Sure, I liked to polka but my dad and mom had strict rules and said God won’t let you dance the polka if you’re sober. My old man was one smart guy. He went to farm school a couple ‘a months and all the time he was saying smart farm school things like “knee high on the Fourth of July.” Of course, that was way over our heads.
In my town we did things almost always the same all the time because we had tradition. For instance, when a guy and his girl got married it was sort of understood they would spend their honeymoon night bar hopping.
Getting married in my town was really a big thing. The father of the bride spent more money on beer and liquor than he did on the food. Oh yeah, the crowd got kind of rough when the local band played the Hokey Pokey and the Chicken Dance to only 14 encores and wanted to go home.
When my uncle got married, his girlfriend had a hard time picking the wedding date. She had to check all the football schedules, the hunting seasons, the harvest and county fair. They ended up getting married on Feb. 29, and my uncle only has to remember his anniversary every four years.

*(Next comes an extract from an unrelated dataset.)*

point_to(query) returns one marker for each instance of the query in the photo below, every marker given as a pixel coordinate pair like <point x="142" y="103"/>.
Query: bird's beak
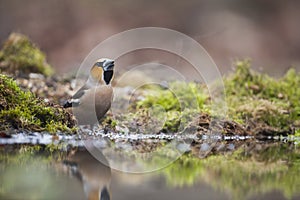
<point x="108" y="65"/>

Kids today, well they don’t get anything right. Like for instance they wouldn’t know a red farm machine from a green one, and which one is best. In our town, we had the green kids and the red kids and we fought every day about which one could pull a manure wagon further. I liked the red ones but I don’t think anyone else did because I got beat up a lot.
Well, we had our fun at Christmas too, but my brother and I always fought over where we should go to get Christmas presents for our mom and dad. I liked the Fleet Farm, but my brother, he was older, so he always dragged me over to Farm and Fleet. I have to admit that Santa at the Farm and Fleet was better because he wore an all red suit. But pretty soon the manager made him put coveralls on and he looked just like the Santa at Fleet Farm.
My uncle bragged about living in a town crawling with celebrities. Every girl there, he said, had been a Dairy Princesses at some county fair someplace.
You know what I can’t stand about city kids? It’s the way they think they’re so smart. I heard one of them talking the other day and he used the word combine wrong because he said it was a verb!
My brother thought it was one big joke when he told me to stick my tongue on a flag pole in the middle of winter. How often do you think he got away with that? Well maybe it was funny two or three winters. Then it got kind of old.
I got pretty excited on my 20th birthday when dad said I could take a girl on a date. I got a six-pack and we went deer shining. Nothing happened. I swear. No. Really.